I did look at the section of the joint study that very briefly summarized findings of the CGE modelling done on both sides, some in Japan, and some in Canada. Then they developed a range of estimates, like other CGE models of a trade agreement, based on the assumption of full employment and the maintenance of full employment. In essence, this forces a positive result, because when you make that assumption, everyone in the country is going to be employed after a free trade agreement, and market forces will ensure that they're doing something relatively more productive, just as is assumed in the traditional comparative advantage model of free trade.
The problem, of course, is that the full employment assumption and the representative household assumption, which also assumes that every Canadian will share equally in the gains and losses from a free trade agreement, are completely invalid in the real world economy. What really happens with a trade agreement in the real world is that if your net exports increase, if you sell more than you import, then you will get benefits, not just from mutual specialization, but from more output and more employment. If the reverse happens, then you'll get net losses. So either can happen. It depends on the competitiveness of your country's products, and the relative impacts of the trade liberalization on the two sides.

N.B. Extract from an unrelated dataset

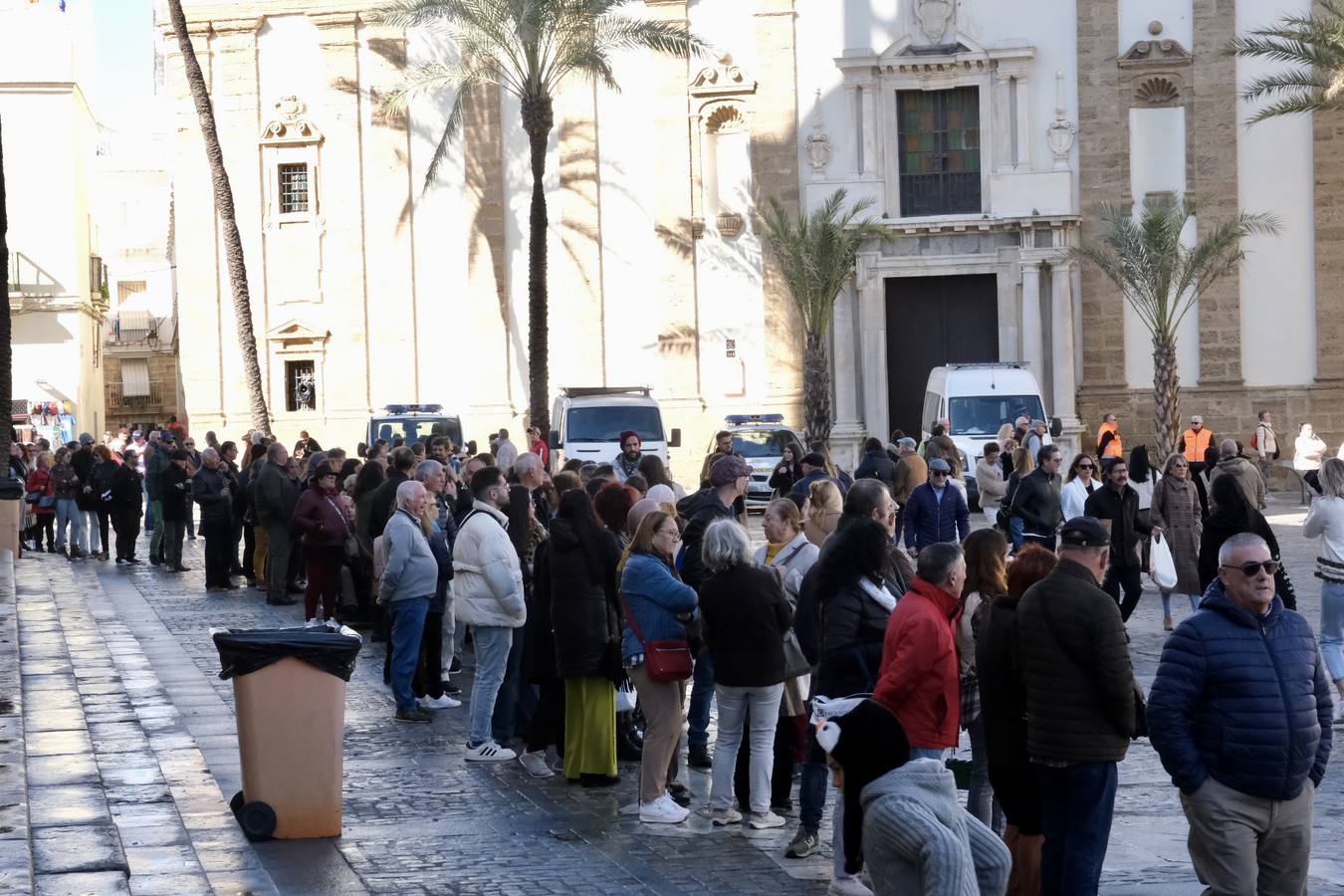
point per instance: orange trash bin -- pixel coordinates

The conclusion of that joint report with the simulations of the CGE models, which were not fully documented there.... I would have to see more detail on how the models were actually specified, but I do not accept them as credible. In fact, I have written a scholarly article, which I've referred to your clerk, detailing the way CGE models are completely dependent on those unrealistic assumptions and proposing what I would view as more relevant and more reliable methodologies for estimating the impact of trade liberalization on employment, income, and investment.